Mais presque aucune de ces femmes ne se sent capable de signer son nom sur son histoire.
Et je comprends cela. Ils ont de bonnes raisons de craindre l’incrédulité, les moqueries et les représailles. Ils ont raison de protéger leur cœur, leur foyer et leur famille d’un danger réel.
Pourtant, il est difficile de supporter le poids de tant de vérités passées sous silence, sachant que la véritable transformation commence presque toujours par une personne assez courageuse pour commencer. C'est bien souvent l'âme solitaire qui risque tout pour le bien des autres qui finit par libérer une multitude.
La plupart des personnes qui mènent les campagnes de doxxing et les groupes terroristes en ligne sont anonymes. (Des tonnes d'entre eux sont aussi des robots, mais c'est le sujet d'un autre blog.) Et si leur véritable identité était révélée, je soupçonne que nous découvririons qu'ils ne sont pas du tout puissants ou intimidants, mais des hommes et des femmes ordinaires, s'infectant tranquillement d'une rage qui s'infiltre dans chaque partie de leur vie. Médecins privés de leurs droits. Pasteurs. Concierges. Voisins. Des gens qui ont oublié ce que l'on ressent lorsqu'on est responsable des paroles qu'ils prononcent.
Certains ont tenté de justifier l’anonymat en invoquant les Federalist Papers : « Les fondateurs ont utilisé des noms de plume », disent-ils, « donc ça doit aller ».
Mais ce n'est pas la même chose. Les Fondateurs n'avaient pas peur d'être connus ; ils étaient déjà des personnalités publiques. Ils ont utilisé des pseudonymes non pas pour dissimuler leur lâcheté, mais pour éliminer les préjugés afin que leurs arguments puissent être jugés sur le fond. Ils ne se cachaient pas de la foule. Ils essayaient de s’élever au-dessus.
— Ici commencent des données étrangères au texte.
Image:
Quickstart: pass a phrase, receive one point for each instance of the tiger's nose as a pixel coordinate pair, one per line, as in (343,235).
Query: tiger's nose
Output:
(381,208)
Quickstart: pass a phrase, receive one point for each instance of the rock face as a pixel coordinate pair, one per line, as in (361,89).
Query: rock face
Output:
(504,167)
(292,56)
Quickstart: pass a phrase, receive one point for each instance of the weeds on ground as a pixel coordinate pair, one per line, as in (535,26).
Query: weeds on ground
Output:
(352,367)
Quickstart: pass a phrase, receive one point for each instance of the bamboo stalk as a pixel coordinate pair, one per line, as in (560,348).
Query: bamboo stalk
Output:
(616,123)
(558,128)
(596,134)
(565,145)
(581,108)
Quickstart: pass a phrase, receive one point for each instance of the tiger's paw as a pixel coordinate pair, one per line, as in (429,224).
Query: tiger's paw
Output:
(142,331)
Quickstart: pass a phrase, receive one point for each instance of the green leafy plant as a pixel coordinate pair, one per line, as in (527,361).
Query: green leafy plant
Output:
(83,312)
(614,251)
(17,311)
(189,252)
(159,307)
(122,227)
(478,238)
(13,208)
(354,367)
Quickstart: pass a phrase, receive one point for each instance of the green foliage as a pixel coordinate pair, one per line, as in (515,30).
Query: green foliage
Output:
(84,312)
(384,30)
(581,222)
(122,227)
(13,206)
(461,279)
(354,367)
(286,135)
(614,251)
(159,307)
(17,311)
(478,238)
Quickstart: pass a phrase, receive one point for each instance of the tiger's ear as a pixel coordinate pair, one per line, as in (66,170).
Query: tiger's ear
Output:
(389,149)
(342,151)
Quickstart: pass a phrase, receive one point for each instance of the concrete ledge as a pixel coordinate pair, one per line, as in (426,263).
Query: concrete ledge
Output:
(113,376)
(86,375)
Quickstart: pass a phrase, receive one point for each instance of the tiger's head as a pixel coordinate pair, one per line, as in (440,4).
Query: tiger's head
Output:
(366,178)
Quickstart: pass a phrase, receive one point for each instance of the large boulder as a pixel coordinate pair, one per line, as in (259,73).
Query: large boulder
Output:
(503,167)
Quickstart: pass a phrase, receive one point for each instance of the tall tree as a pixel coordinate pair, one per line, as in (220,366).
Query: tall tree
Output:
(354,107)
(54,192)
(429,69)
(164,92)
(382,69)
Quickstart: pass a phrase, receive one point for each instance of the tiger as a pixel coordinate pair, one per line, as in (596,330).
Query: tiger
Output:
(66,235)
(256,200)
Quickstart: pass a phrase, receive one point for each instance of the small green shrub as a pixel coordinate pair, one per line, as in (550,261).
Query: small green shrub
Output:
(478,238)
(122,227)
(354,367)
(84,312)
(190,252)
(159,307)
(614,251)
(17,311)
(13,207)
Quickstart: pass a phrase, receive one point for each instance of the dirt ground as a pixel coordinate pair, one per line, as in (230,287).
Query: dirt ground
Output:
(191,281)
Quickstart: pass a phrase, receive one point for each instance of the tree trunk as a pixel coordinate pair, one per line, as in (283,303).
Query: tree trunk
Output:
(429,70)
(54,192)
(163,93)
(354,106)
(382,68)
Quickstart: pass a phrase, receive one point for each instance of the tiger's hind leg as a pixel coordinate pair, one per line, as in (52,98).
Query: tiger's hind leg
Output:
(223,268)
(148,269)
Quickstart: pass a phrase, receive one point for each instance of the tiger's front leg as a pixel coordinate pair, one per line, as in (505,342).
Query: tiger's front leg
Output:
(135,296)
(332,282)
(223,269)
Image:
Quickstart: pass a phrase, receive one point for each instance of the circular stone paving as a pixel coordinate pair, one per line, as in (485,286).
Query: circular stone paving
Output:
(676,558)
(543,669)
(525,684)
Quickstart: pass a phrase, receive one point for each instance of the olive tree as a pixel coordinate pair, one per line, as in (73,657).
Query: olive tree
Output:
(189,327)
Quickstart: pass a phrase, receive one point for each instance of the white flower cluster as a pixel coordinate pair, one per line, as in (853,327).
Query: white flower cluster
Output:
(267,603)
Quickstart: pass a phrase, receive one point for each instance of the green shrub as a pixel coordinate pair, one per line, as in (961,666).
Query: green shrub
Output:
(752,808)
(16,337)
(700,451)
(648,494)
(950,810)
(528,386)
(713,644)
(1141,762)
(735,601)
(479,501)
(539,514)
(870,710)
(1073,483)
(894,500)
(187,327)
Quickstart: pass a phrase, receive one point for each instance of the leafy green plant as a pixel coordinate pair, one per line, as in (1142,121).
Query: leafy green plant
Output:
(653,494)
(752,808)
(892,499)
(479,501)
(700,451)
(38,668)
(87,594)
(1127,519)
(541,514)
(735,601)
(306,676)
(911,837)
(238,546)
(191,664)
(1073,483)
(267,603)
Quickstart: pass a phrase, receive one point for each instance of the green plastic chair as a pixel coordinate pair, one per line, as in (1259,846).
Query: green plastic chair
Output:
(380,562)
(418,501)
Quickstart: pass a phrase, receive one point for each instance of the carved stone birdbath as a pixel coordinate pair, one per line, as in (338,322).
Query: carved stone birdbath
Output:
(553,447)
Ce n’est pas ce qui se passe en ligne aujourd’hui.
Notre culture se noie dans une rage anonyme, qui ronge notre âme collective et terrifie les raisonnables dans l'ombre.
Il y a un temps pour les masques, mais si nous ne les enlevons jamais, nous perdons quelque chose d'important concernant notre humanité. Et c’est peut-être là le véritable but de toute cette expérience, ancienne ou moderne : trouver le courage d’être vu dans un monde qui ne cesse de nous dire de nous cacher. Parce qu’en fin de compte, le mal n’a pas besoin que tout le monde soit cruel ; il faut juste que tout le monde se taise et ait peur.